Most of our actions are repetitive in nature, hence the crucial decision is whether to continue an existing practice or to modify / replace it. Generally it happens subconsciously. It is heavily influenced by the attachment we develop for a set way of working as also the amount of risk we are inclined to take. If we play safe, chances are we will continue with same practice even though the situation has substantially changed. Our assumptions & beliefs which act as strong filters for the sensory information also have a strong influence in our decision making. Once we understand these patterns, we would be able to continue useful practices as long as they make sense giving us speed & efficiency and quickly adjust to the changing situations leading to our being more effective.

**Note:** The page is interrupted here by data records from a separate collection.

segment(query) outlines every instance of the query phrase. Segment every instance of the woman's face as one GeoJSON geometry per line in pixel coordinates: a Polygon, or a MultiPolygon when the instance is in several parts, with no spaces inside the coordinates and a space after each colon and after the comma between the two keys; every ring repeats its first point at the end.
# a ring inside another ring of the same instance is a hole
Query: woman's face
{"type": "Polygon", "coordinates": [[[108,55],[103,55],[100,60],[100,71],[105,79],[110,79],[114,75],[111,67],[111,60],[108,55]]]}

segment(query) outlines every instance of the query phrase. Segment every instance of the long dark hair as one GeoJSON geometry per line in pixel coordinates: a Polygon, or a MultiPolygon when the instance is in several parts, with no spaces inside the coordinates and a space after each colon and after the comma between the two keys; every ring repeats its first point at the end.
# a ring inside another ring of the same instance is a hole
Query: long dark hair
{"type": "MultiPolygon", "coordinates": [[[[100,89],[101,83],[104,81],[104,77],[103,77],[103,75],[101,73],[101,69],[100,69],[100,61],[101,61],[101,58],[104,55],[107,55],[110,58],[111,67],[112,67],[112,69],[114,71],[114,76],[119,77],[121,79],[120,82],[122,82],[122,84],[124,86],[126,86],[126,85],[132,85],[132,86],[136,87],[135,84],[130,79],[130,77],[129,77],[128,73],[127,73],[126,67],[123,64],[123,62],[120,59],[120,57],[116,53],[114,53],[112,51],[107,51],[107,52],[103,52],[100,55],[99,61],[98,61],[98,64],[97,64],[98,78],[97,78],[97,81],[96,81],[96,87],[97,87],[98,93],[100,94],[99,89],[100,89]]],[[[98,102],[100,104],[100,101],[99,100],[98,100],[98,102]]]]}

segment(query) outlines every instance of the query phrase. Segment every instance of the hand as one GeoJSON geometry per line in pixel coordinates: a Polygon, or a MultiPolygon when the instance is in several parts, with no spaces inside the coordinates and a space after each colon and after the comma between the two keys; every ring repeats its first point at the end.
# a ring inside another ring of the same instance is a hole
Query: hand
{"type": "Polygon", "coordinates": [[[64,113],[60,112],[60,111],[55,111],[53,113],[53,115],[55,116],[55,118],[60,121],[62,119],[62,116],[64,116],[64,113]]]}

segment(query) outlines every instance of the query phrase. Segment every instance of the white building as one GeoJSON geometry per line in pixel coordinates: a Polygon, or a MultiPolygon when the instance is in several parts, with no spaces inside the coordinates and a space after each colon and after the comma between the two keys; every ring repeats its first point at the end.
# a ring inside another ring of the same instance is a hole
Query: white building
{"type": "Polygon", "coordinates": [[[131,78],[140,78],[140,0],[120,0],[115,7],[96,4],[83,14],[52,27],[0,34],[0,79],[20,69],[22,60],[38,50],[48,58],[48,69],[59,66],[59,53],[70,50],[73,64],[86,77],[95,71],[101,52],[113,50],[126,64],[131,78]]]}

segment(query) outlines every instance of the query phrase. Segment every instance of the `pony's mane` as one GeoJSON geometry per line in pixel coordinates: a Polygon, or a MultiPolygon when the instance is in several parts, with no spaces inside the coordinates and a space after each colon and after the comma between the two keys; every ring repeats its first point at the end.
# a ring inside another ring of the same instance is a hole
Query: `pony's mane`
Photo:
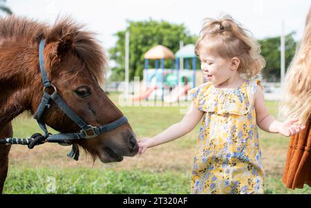
{"type": "Polygon", "coordinates": [[[106,75],[107,58],[103,48],[95,39],[95,34],[83,30],[68,17],[57,18],[52,26],[26,17],[13,15],[0,18],[0,43],[12,41],[37,46],[41,39],[46,43],[57,41],[66,35],[73,35],[70,51],[85,64],[87,70],[102,84],[106,75]]]}

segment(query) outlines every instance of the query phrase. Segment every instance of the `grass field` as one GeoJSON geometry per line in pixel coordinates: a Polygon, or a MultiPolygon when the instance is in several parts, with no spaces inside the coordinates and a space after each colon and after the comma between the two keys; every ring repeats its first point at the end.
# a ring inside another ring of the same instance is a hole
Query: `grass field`
{"type": "MultiPolygon", "coordinates": [[[[110,95],[138,138],[153,136],[183,117],[183,106],[124,106],[118,95],[110,95]],[[181,111],[182,110],[182,111],[181,111]]],[[[276,116],[277,102],[267,102],[276,116]]],[[[15,137],[41,132],[36,122],[26,114],[13,121],[15,137]]],[[[103,164],[83,152],[76,162],[66,157],[70,146],[45,144],[32,150],[13,145],[4,193],[189,193],[190,169],[199,125],[188,135],[149,149],[140,157],[122,162],[103,164]]],[[[53,131],[51,131],[53,133],[53,131]]],[[[311,193],[311,188],[291,190],[281,178],[290,138],[260,130],[260,145],[266,176],[266,193],[311,193]]]]}

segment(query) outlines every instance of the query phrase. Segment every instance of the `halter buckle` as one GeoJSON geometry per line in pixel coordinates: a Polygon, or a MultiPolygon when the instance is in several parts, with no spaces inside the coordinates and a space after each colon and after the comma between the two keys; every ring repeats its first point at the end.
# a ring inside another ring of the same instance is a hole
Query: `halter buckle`
{"type": "Polygon", "coordinates": [[[44,86],[44,92],[46,93],[48,93],[48,94],[49,94],[50,95],[52,95],[53,93],[57,93],[57,89],[56,88],[56,86],[54,84],[50,84],[50,86],[44,86]],[[49,89],[50,88],[53,88],[53,92],[51,94],[48,93],[48,92],[47,91],[48,89],[49,89]]]}
{"type": "Polygon", "coordinates": [[[97,133],[95,131],[95,130],[97,129],[95,126],[93,126],[91,125],[88,125],[88,129],[86,129],[85,130],[82,129],[80,131],[80,133],[83,133],[84,134],[84,137],[83,137],[84,139],[91,139],[93,138],[95,138],[98,135],[97,133]]]}

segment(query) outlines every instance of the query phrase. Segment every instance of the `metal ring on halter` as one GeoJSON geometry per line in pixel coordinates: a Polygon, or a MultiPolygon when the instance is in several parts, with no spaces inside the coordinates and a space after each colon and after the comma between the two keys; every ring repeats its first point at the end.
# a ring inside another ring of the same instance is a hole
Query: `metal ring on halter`
{"type": "MultiPolygon", "coordinates": [[[[45,86],[45,87],[44,87],[44,93],[47,93],[48,94],[49,94],[48,92],[46,91],[46,89],[48,89],[48,88],[50,88],[51,86],[53,88],[54,91],[53,91],[50,95],[52,95],[53,93],[57,93],[57,90],[56,89],[56,86],[55,86],[54,84],[51,84],[50,86],[45,86]]],[[[50,95],[50,94],[49,94],[49,95],[50,95]]]]}

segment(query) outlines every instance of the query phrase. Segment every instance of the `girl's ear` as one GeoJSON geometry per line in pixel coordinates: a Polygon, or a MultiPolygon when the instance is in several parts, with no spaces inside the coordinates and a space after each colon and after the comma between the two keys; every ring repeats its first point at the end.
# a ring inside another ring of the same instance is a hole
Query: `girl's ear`
{"type": "Polygon", "coordinates": [[[231,59],[231,68],[232,70],[238,70],[238,66],[240,65],[241,60],[238,57],[233,57],[231,59]]]}

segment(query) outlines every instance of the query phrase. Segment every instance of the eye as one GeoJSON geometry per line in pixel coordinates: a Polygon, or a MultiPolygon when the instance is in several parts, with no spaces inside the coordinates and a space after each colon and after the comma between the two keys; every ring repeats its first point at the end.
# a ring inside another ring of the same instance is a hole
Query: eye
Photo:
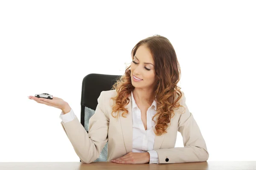
{"type": "Polygon", "coordinates": [[[134,62],[134,64],[138,64],[138,63],[137,63],[136,62],[135,62],[134,61],[134,60],[133,60],[132,62],[134,62]]]}
{"type": "Polygon", "coordinates": [[[144,68],[145,68],[146,70],[148,70],[148,71],[150,70],[149,68],[148,68],[146,67],[144,67],[144,68]]]}
{"type": "MultiPolygon", "coordinates": [[[[137,63],[137,62],[135,62],[134,61],[134,60],[133,60],[133,61],[132,61],[132,62],[134,62],[134,64],[139,64],[138,63],[137,63]]],[[[145,66],[144,66],[144,68],[145,68],[145,69],[146,70],[147,70],[147,71],[150,71],[150,69],[149,68],[146,68],[145,66]]]]}

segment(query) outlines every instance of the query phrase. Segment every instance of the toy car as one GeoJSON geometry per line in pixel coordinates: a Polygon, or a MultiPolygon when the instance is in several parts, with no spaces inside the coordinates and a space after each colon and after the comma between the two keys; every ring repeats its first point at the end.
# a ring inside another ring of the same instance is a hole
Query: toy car
{"type": "Polygon", "coordinates": [[[52,96],[52,95],[51,95],[50,94],[49,94],[48,93],[42,93],[42,94],[35,94],[35,96],[38,98],[39,98],[39,97],[48,99],[52,99],[53,98],[53,96],[52,96]]]}

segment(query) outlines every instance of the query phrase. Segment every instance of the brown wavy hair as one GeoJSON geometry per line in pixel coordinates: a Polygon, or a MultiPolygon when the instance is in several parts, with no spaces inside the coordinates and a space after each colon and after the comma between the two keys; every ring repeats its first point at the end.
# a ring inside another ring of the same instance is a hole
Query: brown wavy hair
{"type": "MultiPolygon", "coordinates": [[[[166,130],[171,119],[174,116],[173,109],[184,106],[179,104],[178,101],[181,98],[183,94],[180,88],[177,85],[180,80],[180,68],[174,48],[166,38],[156,34],[140,41],[134,47],[131,51],[131,58],[134,60],[137,49],[141,45],[145,45],[150,50],[154,62],[154,71],[157,76],[157,83],[154,87],[154,100],[157,102],[157,113],[152,117],[158,116],[156,124],[155,134],[160,136],[167,133],[166,130]],[[176,95],[177,97],[175,101],[176,95]]],[[[131,65],[126,67],[123,75],[117,80],[111,90],[116,89],[117,95],[111,99],[115,100],[112,105],[112,116],[118,117],[119,111],[123,111],[122,116],[128,113],[125,107],[128,105],[131,95],[134,87],[131,84],[131,65]],[[117,115],[114,116],[113,112],[117,111],[117,115]]]]}

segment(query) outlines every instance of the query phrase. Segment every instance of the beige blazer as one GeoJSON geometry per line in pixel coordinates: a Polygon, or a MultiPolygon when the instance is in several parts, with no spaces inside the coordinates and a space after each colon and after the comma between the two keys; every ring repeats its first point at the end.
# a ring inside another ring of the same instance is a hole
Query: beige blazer
{"type": "MultiPolygon", "coordinates": [[[[166,129],[167,133],[155,136],[154,150],[157,153],[160,164],[204,162],[209,157],[205,141],[186,105],[186,98],[182,93],[183,96],[179,102],[186,109],[183,107],[175,109],[175,115],[171,119],[171,125],[166,129]],[[182,112],[184,113],[181,114],[182,112]],[[175,147],[177,131],[183,138],[183,147],[175,147]]],[[[127,117],[120,116],[120,112],[116,120],[111,114],[111,105],[113,101],[110,99],[116,94],[115,90],[101,93],[95,112],[90,119],[88,133],[77,117],[71,121],[61,122],[83,163],[90,163],[97,159],[108,141],[108,162],[132,152],[131,96],[129,96],[130,102],[126,106],[128,111],[125,115],[127,117]]],[[[114,115],[115,113],[113,113],[114,115]]]]}

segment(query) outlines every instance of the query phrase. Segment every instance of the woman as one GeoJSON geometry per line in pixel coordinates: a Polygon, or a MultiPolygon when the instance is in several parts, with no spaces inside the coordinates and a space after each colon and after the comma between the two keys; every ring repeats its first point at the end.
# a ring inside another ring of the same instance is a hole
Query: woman
{"type": "Polygon", "coordinates": [[[205,141],[177,85],[180,69],[170,41],[158,35],[140,41],[113,89],[101,92],[87,133],[61,99],[31,99],[62,111],[61,124],[81,162],[97,159],[108,141],[107,161],[121,164],[206,161],[205,141]],[[175,147],[177,132],[184,147],[175,147]]]}

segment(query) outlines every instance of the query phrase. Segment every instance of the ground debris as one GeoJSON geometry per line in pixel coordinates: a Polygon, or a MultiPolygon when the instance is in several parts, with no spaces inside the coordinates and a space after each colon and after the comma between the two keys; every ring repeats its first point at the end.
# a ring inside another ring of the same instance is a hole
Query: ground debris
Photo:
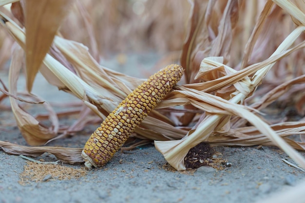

Whenever we act on our own or interact with others, it is always in the context of another system like family, school / college, work organization or any other human system. These systems provide the structures which could facilitate us or restrict us. We have freedom only within these structures. So it is useful to understand the types of these structures and how they influence us. These structures are basically of three types, institutional / legal / cultural. To take examples from our familiar domains, institutional structures are about the hierarchy and roles. Legal structures are in the form of rules, procedures & policies. They are legal in a sense that there are consequences of violating them. The third type is the cultural structures like traditions, conventions and what the members collectively value or care for. These are invisible but very powerful and have a long lasting effect. Members may change, even whole generations may change but they continue to influence. From the perspective of practice excellence, a culture of openness, freedom to voice concerns by different stakeholders and caring for other stakeholders in terms of effect of our actions on them is very important.

To summarize, looking at practices from a system perspective helps us see common concepts & patterns across a wide variety of domains and situations. What we learn from one domain can be easily applied to other domains. It makes sharing of experiences between practitioners from different domains because they can talk in the same language. All this will lead to practice excellence.

As always your views feedback and inputs are most welcome; please share them.